Blaster Specifications: Specifications

Are these connection parts standard? Can anyone guide me so I can attach a compressor? I've been looking at compressors. and I'm wondering if this one would be suitable: https://www.amazon.com/gp/product/B00UHNM1R0/ref=ox_sc_act_title_2?smid=ATVPDKIKX0DER&psc=1

I'm sorry for the amount of text, but I wanted to explain clearly. Any help from anyone who can advise me will be very much appreciated. I had trouble inserting images, so I hope the links work.


----------



## stevon (Mar 5, 2019)

Dawna_Radio,

You need a 10 CFM at least (240 volt 5HP+) and a constant run model at that: 








Rolair 5HP Single Phase Constant Run Electric Air Compressor w/30 Gallon Air Tank H5130K30HB - Spray Foam Systems


Rolair 5HP Single Phase Constant Run Electric Air Compressor w/30 Gallon Air Tank H5130K30HB



www.sprayfoamsys.com




to get any serious work done. Compressors are very inefficient a 5 HP compressor can only run a 1/2 air motor tool constantly. That pancake compressor is a joke for this application. a 10 HP or more commercial compressor would be best. There also is the issue of sand media. Don't use play sand from home depot, it will clog instantly and constantly. 6 CFM to 25 CFM air consumption is listed but at the minimum 6 CFM (240 volt 3HP compressor) only a pencil size blasting area will be coming out of the nozzle. 1/2 air line and 3/8 fittings would handle the high CFM requirements, the problem for you is the compressor needed to do the job. What do you plan to sand blast and how big is the project? You can get a commercial outfit to sand blast your small items for less money, time and expense, I use a place that does powder coating and sand blasting in San Diego
RW Little, they are very reasonable and you get a superior finished product! 

Stephen


----------



## Dawna_Radio (Aug 11, 2021)

stevon said:


> Dawna_Radio,
> 
> You need a 10 CFM at least (240 volt 5HP+) and a constant run model at that:
> 
> ...


Thank you stevon for your reply and the information. I actually had a tech support representative at Harbor Freight who was patient and willing to look at the Owner's Manual. She said all the fittings/joinings would be 1/4 inch, but you suggest 1/2 inch air lines and 3/8 inch fittings. I think you seem more learned about this than Harbor Freight Tech Support, though I appreciate that she tried. I plan to use bicarbonate of soda as the abrasive medium, and I know the baking soda in the supermarket can't be used.

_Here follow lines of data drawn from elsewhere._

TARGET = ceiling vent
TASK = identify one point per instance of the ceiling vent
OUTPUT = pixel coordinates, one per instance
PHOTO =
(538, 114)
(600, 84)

The piece I need to sandblast is a piece of sculpture about 10 inch high. It has some type of steel alloy as a center column punctured in a hopefully nice design, but through repeated exposure to water, the inside of it is getting rusty. On the central column are many red brass wires about 3/32 of an inch (1.75 mm) soldered to it. Off of the wires are more branches with elements looking like a puff of pine needles. Unfortunately, I bought Flits Tarnish remove, and after I sprayed the Flits onto the piece I was left with a layer of green copper oxide on all the brass. It's out of the question to try and use wire bristles to remove the copper oxide because the wires are so twisted and intertwined. The pine needle puffs are quite small and impossible to get wire bristles into.

I took the piece to a local abrasive blasting place, but the guy there said he wouldn't do it because it might be to fragile to survive the process. I'm optimistic still, but I thought why should I pay someone to clean it when I can buy the equipment. I've used an abrasive blasting cabinet in the past, and there's a good possibility I might make more sculptures that could need cleaning, or to create esthetic effects- glass, wood, metal, stone, etc.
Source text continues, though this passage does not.